The key changes to be introduced under the Bill include:

  • extending whistleblower protections to a broader range of individuals, including former employees, officers, associates and suppliers of a company, as well as an employee’s relatives or dependents;
  • widening the category of recipients who can receive a protected disclosure from a whistleblower, including supervisors, APRA and the Australian Federal Police;
  • the introduction of the concept of “emergency disclosure” where a whistleblower can make a disclosure to third parties such as a journalist when it is perceived that there is an imminent risk of serious harm or danger to public health or safety or to the financial system (in circumstances where the whistleblower had previously made a protected disclosure);
  • allowing for anonymous disclosure.  The Court will be required to preserve and protect a whistleblower's identity, unless it is in the interests of justice to do otherwise;
  • removing the onus on the whistleblower to demonstrate that they were acting in good faith;
  • expanding the scope of matters that can be disclosed to include corporate corruption, bribery, fraud, money laundering, terrorist financing or other serious misconduct; and
  • broadening the options of redress for victimised whistleblowers such as injunctions, an apology, reinstatement of employment and access to monetary compensation, regardless of when the disclosure was made.  In addition, adverse costs orders will only be made in limited circumstances, namely where the whistleblower is found to have vexatiously initiated the proceedings or has unreasonably caused the other party to incur costs. 

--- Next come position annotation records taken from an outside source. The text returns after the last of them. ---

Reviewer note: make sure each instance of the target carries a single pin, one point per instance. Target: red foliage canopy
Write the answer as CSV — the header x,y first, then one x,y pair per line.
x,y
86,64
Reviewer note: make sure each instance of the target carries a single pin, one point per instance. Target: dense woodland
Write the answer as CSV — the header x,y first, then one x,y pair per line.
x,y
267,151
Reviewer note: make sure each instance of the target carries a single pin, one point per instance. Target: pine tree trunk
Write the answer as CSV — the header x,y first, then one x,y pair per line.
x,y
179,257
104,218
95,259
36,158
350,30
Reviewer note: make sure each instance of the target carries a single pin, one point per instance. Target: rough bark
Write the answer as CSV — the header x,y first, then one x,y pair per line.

For companies who fall under the scope of the new amendments, it is important that internal whistleblower policies are either updated or set up to ensure statutory compliance before 1 January 2019, failing which penalties of up to 60 penalty units (currently $12,600) will apply.  Further steps should be taken such as those outlined below:

  • Implementing a documented process for dealing with protected disclosures that ensure all disclosures are dealt with in a reasonable timeframe.
  • Ensuring all employees and officers are provided with a copy of the whistleblower policy that sets out:
    • the people to whom disclosures can be made;
    • how a disclosure can be made;
    • how the company will support and protect a whistleblower;
    • the investigation process that will apply to the disclosure; and
    • the means by which the policy will be made available to all staff.
  • Developing processes to facilitate anonymous reporting.  If a whistleblower’s identity is disclosed, even unintentionally, significant penalties can apply (up to $1 million for a company and $200,000 for an individual).
  • Providing training for all potential recipients of a disclosure particularly to supervisors and managers who will be classified as recipients of a disclosure.